Estos nuevos modelos que contemplen una simbiosis entre el espacio urbano y el agrario podrían hacerse una realidad si se llevan a la práctica los compromisos adquiridos por el consistorio municipal en el Plan de Acción de la Huerta de Murcia y con su adhesión al Pacto estatal por la Soberanía Alimentaria, la Educación Ambiental y la Sostenibilidad del Territorio; así como a la Red Europea de Ciudades por la Agroecología.

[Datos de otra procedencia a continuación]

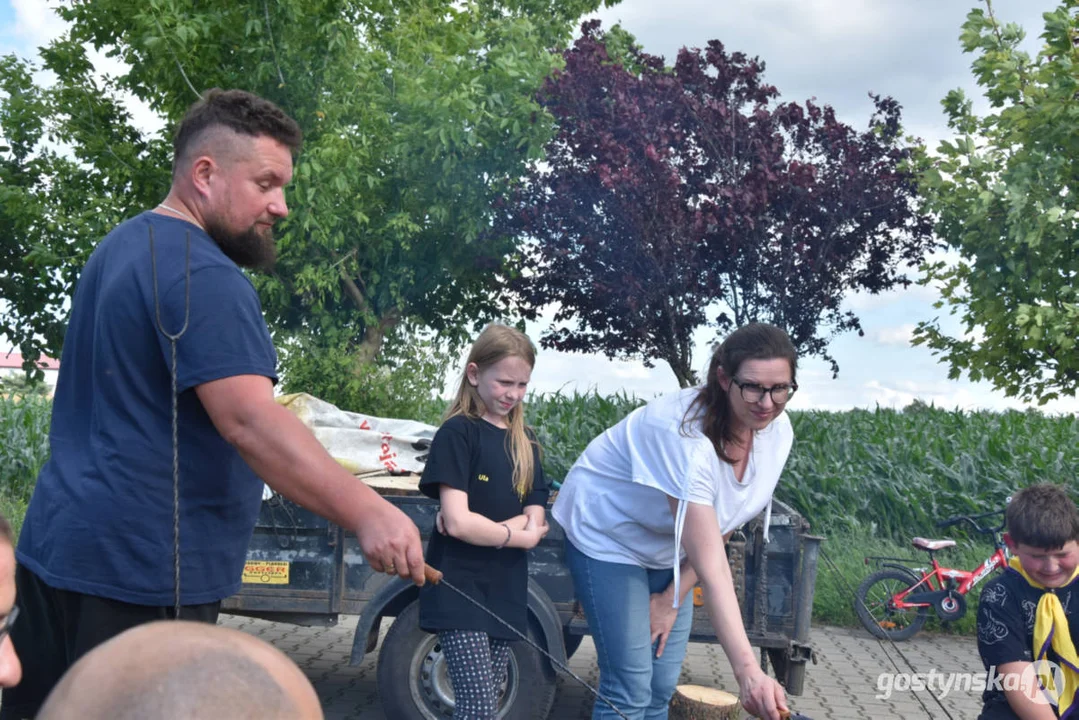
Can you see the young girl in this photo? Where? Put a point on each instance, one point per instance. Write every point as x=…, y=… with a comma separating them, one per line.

-¿Estamos más cerca de una revolución agroecológica?

Nosotros somos muy optimistas. Vemos que existe un feedback en la sociedad y un compromiso político. El consumo de productos locales y ecológicos va en aumento, está de moda vivir en la huerta, cultivar su suelo. Hace décadas el campesino o el ser huertano estaba mal visto o era sinónimo de “incultura” a los ojos de muchos, ahora la huerta se valora, el productor local se tiene en estima y hay una cierta sensibilidad por este espacio. Eso hace que exista de nuevo relevo generacional, llevado en volandas por la crisis en otros sectores como el de la construcción.

La revolución agroecológica está en un estado incipiente. En cifras absolutas son escasas las iniciativas puestas en marcha, pero estas se están extendiendo por toda la Tierra. Movimientos campesinos, liderados por Vía Campesina, junto al movimiento ecologista y el surgido en torno a la soberanía alimentaria, lideran esta revolución, que apuesta por un sistema agroalimentario controlado por los productores y consumidores, no por grandes oligopolios.

-¿Está aumentando la conciencia social en torno a las necesidades de un modelo nuevo?

Así es, sin duda estamos siendo testigos directos de ese cambio de paradigma, en esa transición de un modelo en el que España consumía la mitad del cemento de Europa y Murcia la mitad del cemento de España.

La gente ha despertado, los procesos de crisis, si algo bueno tienen es esa “bofetada de realidad” que hace que modelos insostenibles caigan por su propio peso, y los ciudadanos apuesten por modelos sostenibles de producción y consumo.